Les insuffisances des quartiers disciplinaires quand au suicide en prison

Le rapport du Dr Albrand est très attendu. Avant cela, le ministère « communique » en forme de bulletin de « victoire »: un bilan « positif » selon lui ! Il veut « humaniser » les quartiers disciplinaires. Mais en quoi le principe des quartiers pourrait-il être humain ?

Suicide en prison : un rapport regrette des « insuffisances »

Alain Salles, Le Monde, 22 01 2009

hargé d’une mission sur le suicide en prison par le cabinet de Rachida Dati, le docteur Louis Albrand estime qu’« il existe des insuffisances dans le dispositif mis en place par l’administration pénitentiaire ». Tout en parlant de « bilan globalement positif », il déplore « l’absence encore trop fréquente de définition d’un véritable plan individualisé de protection active de la personne détenue suicidaire ». Selon lui, le placement sous surveillance spéciale « consiste en fait essentiellement à des rondes supplémentaires qui peuvent se révéler dans certaines situations plus anxiogènes que protectrices ».

Le docteur Albrand a fait ces constats dans un pré-rapport de novembre 2008, dévoilé par Libération du 22 janvier et dont Le Monde a eu connaissance. Il doit remettre la version finale de son rapport à la fin du mois. Le nombre de suicides continue à augmenter, avec 115 morts en 2008 et 14 morts depuis le début de l’année, selon l’Observatoire international des prisons.

MANQUE DE MOYENS ET DE VOLONTÉ

En 2003, le psychiatre Jean-Louis Terra avait fait dix-sept recommandations qui ont commencé à être mises en œuvre par l’administration pénitentiaire. Le nombre de suicides a d’ailleurs baissé en 2006 et 2007.

Mais le docteur Albrand constate que plusieurs recommandations n’ont pas été appliquées. La mise en place d’un recueil d’informations à partir du moment où une personne à comportement suicidaire est placée en garde à vue s’est heurtée à la résistance de la police. L’administration pénitentiaire n’a pas mis en œuvre un placement des détenus suicidaires en cellule sécurisées, pendant soixante-douze heures, plutôt qu’en quartier disciplinaire, faute de moyens et de volonté du personnel. Idem pour une expérience de formation de certains codétenus, une information auprès des médias et une expérimentation de la vidéosurveillance.

Louis Albrand constate que la grille d’évaluation du potentiel suicidaire n’est utilisée que dans 48,7 % des cas. Dans les deux tiers des cas, il n’y a pas de surveillance spéciale avant et après le procès du détenu, notamment en maison d’arrêt, alors que ce sont des moments où il est fragilisé. La suppression des points d’accroche – alors que 95 % des suicides ont lieu par pendaison – n’est réellement effective que dans les nouveaux établissements, car cela « nécessite un budget conséquent ».
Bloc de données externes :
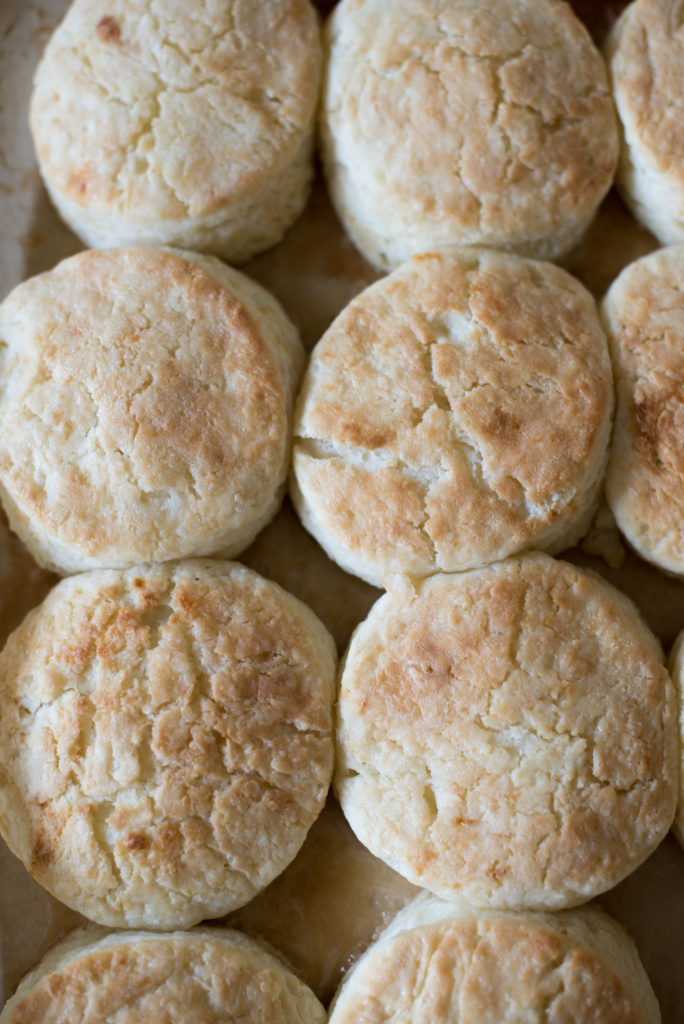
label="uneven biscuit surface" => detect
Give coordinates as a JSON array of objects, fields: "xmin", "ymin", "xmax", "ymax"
[
  {"xmin": 0, "ymin": 926, "xmax": 326, "ymax": 1023},
  {"xmin": 335, "ymin": 553, "xmax": 676, "ymax": 909},
  {"xmin": 0, "ymin": 560, "xmax": 336, "ymax": 929},
  {"xmin": 321, "ymin": 0, "xmax": 618, "ymax": 269},
  {"xmin": 29, "ymin": 0, "xmax": 322, "ymax": 260},
  {"xmin": 0, "ymin": 247, "xmax": 304, "ymax": 574},
  {"xmin": 602, "ymin": 246, "xmax": 684, "ymax": 575},
  {"xmin": 292, "ymin": 249, "xmax": 613, "ymax": 587},
  {"xmin": 607, "ymin": 0, "xmax": 684, "ymax": 244},
  {"xmin": 328, "ymin": 895, "xmax": 661, "ymax": 1023}
]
Le pré-rapport préconise « une prise en compte plus globale de la personne détenue (ses relations familiales, ses activités, un travail ou une formation qui pourraient l’occuper) ». Il propose aussi de mettre en place un système d’échanges d’informations, « accessibles aussi en dehors des heures ouvrables » pour associer « véritablement » les familles qui pourraient faire part de leurs inquiétudes par le biais d’un numéro vert, par exemple. Il suggère de diminuer le recours au quartier disciplinaire, « en privilégiant des mesures alternatives à la cellule disciplinaire, mais aussi en faisant des quartiers disciplinaires des lieux d’exécution d’une sanction plus humanisée ».

Dans un bilan sur les suicides de 2008, l’administration pénitentiaire indique que 71,56 % des personnes qui se sont suicidées avaient été repérées comme suicidaires : « Pour ces personnes, des mesures spécifiques de suivi ont été mises en place, mais pas forcément un plan de protection complet », reconnaît l’administration pénitentiaire.